I spoke with a manager at one of those auto impound lots last week, a well-spoken, fit young man who had heard rumors of the proposed golf course but thought it was all a big joke.  This savvy business manager said he doesn't even walk outside the perimeter of his security fence around his sprawling lot for fear of his own safety.

"You'd be stupid to go play golf in this neighborhood," he scoffed, noting that the city already has a municipal course nearby, but everybody's too scared to play it.

"How you gonna keep the prostitutes and drug pushers off the greens?"

With a straight face, however, AT&T executives made a splash at their news conference with Dallas' mayor, members of the city council who overwhelmingly support the plan, and enthusiastic civic leaders from the city's southern black and Hispanic neighborhoods, all of whom heralded the proposed golf course as an economic savior for this often-overlooked part of Dallas.

Talk about your contrivances!  It all reeks of political grandstanding, back-room deals, and hopelessly ludicrous urban renewal hype.

We're not sure who's going to pay the purported $150,000 membership fee at this new facility, since even though the city of Dallas is going to pay $9 million to help clean up an existing landfill on this public land, it will not be a municipal course.  AT&T has magnanimously offered to cough up $2.5 million for a hike-and-bike trail near the course, but don't we all know that's going to be used by AT&T's private security force they'll inevitably have to hire?  After all, somebody's gonna have to hunt down all of the criminals plying their various illicit trades all over the property.  Dallas' police resources are already stretched thin across the city.

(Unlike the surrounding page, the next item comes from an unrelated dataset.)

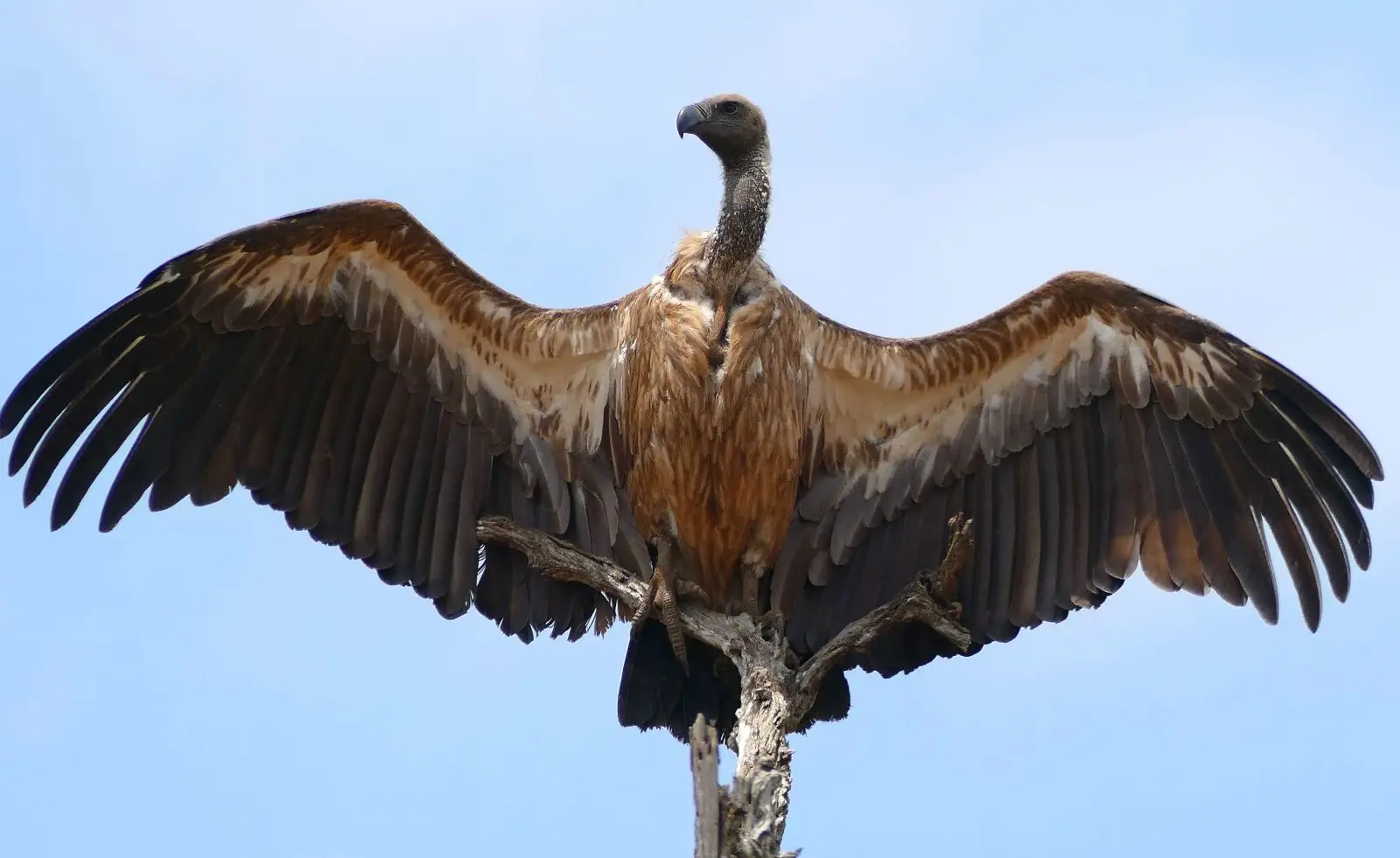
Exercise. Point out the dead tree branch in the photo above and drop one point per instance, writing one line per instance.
(748, 818)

This Birdie Ain't Singin' No Sweet Song

About the only people who really score in this deal, aside from AT&T executives who harbor mysterious animosity towards the Four Seasons, are golfing students from none other than Southern Methodist University in Highland Park, a few miles and worlds away from Dallas' southern sector.  SMU is an official party school, where drug and alcohol abuse is common, as is - according to a friend who used to date an SMU student - rape and suicide.  You won't find statistics on the Internet to back any of this up, because the school fights mightily to protect its image.  Suffice it to say that locating the school's official golf course in one of Dallas' highest-resource 'hoods for prostitutes, drugs, and alcohol is like putting a chicken coop in a wolves' den.

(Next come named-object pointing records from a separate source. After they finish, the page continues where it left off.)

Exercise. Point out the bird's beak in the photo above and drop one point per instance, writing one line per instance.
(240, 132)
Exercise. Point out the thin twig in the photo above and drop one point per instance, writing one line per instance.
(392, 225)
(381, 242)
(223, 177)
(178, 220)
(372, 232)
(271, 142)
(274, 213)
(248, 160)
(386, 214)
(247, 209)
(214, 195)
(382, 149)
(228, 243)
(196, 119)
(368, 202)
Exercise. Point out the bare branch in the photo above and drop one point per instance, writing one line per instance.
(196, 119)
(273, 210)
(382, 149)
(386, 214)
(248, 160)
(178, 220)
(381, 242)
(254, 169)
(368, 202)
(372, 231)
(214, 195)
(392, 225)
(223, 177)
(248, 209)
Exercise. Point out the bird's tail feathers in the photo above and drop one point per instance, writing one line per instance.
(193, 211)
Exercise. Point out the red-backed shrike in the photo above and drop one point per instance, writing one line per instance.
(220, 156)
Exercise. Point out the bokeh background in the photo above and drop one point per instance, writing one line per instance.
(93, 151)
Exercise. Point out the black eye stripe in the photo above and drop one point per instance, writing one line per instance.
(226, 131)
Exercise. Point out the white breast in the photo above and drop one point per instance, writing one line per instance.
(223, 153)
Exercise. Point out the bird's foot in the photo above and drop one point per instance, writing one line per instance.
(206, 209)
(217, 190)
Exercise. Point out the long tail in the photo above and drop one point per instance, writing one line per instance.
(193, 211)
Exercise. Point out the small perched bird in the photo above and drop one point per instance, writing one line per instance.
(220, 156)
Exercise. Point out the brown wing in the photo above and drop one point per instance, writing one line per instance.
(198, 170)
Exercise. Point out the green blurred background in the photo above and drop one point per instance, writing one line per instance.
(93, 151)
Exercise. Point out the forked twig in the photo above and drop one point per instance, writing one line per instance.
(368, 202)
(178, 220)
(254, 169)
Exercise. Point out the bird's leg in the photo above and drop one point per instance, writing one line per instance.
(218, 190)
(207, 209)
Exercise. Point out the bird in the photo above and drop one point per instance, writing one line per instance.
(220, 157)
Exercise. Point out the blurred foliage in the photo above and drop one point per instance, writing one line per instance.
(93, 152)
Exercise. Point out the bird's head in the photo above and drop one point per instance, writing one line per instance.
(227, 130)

Back in 2010, after Jerry Jones opened his splashy new football palace here in Arlington, Texas, AT&T was thought to be interested in purchasing naming rights to the widely-acclaimed venue.  But Randall Stephenson, AT&T's CEO, said in an interview with the Dallas Morning News that they decided not to put their corporate logo on the stadium because they didn't think it was a prudent marketing move.

"From my chair, it's all about return on investment," explained Stephenson, saying that purchasing the naming rights for the Cowboy's NFL home wasn't "the highest, best use of capital" for AT&T.

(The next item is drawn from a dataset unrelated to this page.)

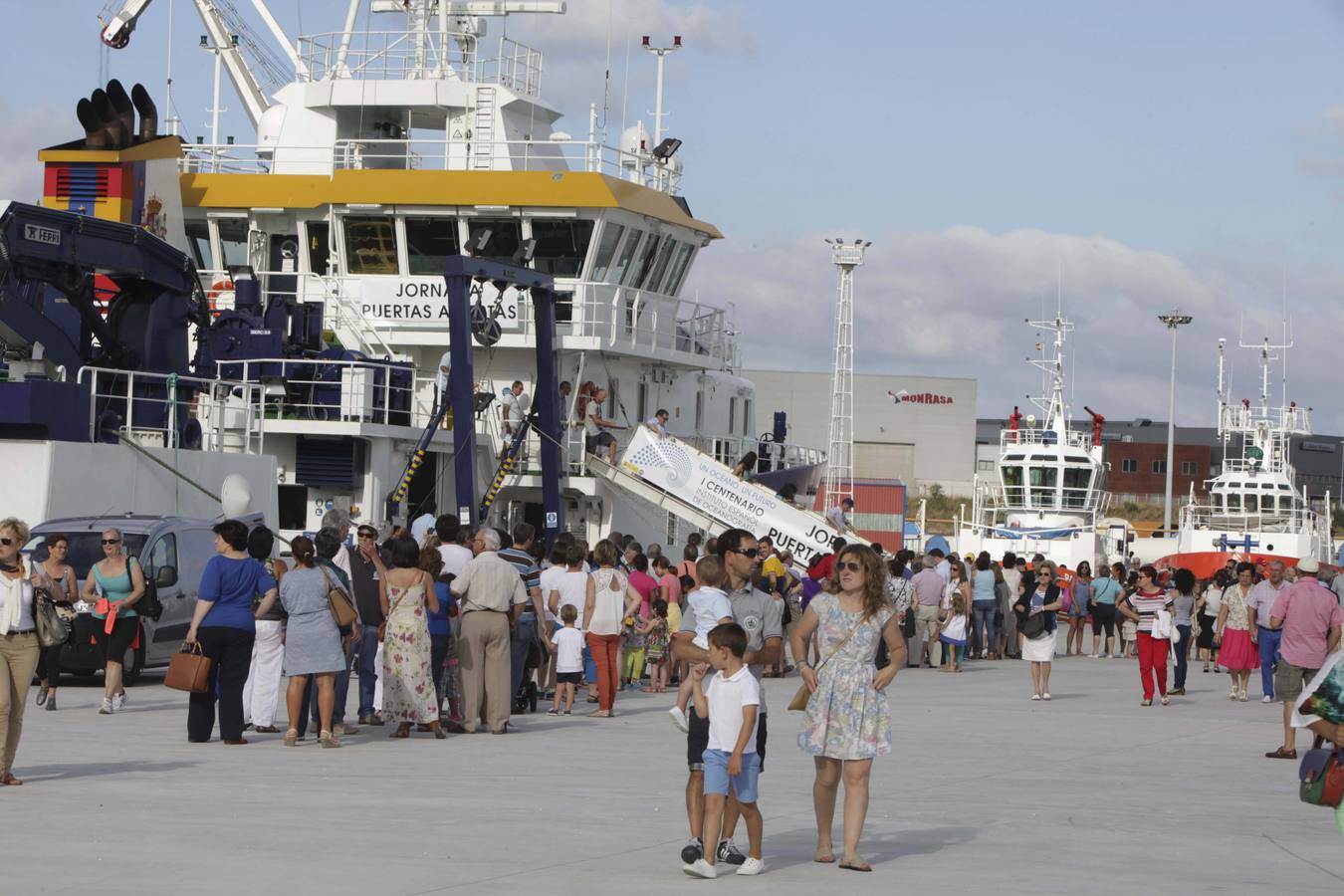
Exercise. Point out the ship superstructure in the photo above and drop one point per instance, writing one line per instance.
(1047, 496)
(1252, 508)
(388, 152)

Yet apparently, this folly of a golf course is?  Even though no official decision on the new course's name has been made, it's pretty clear that AT&T wants its name someplace in it.  It's not like the company is joining with other local corporations in pushing for this new golf course. 

AT&T doesn't even expect it to be a profitable venture, which flies in the face of what its CEO said about naming rights.  “No one gets to make a profit out of this. That’s been our intent from the beginning in the way we thought about putting it all together,” claimed AT&T executive Ron Spears. “This is a not-for-profit in every way.”

A sixty-some-odd-million not-for-profit as a sensible driver for urban renewal in south Dallas?  Will caddy pay and dishwashing in the new club's kitchens help get people off of public assistance?

Maybe there are few alternative uses for this geographically-challenged patch of land, but if I owned shares of AT&T stock, I'd be a bit worried about the logic being displayed by the company's leadership.

Golfing may be on the decline across America, but one of the country's largest communications companies wants to build its own contrived estate where a privileged few can practice hitting little white balls into little holes.

Don't golfers yell "Fore!" when they've hit an errant ball?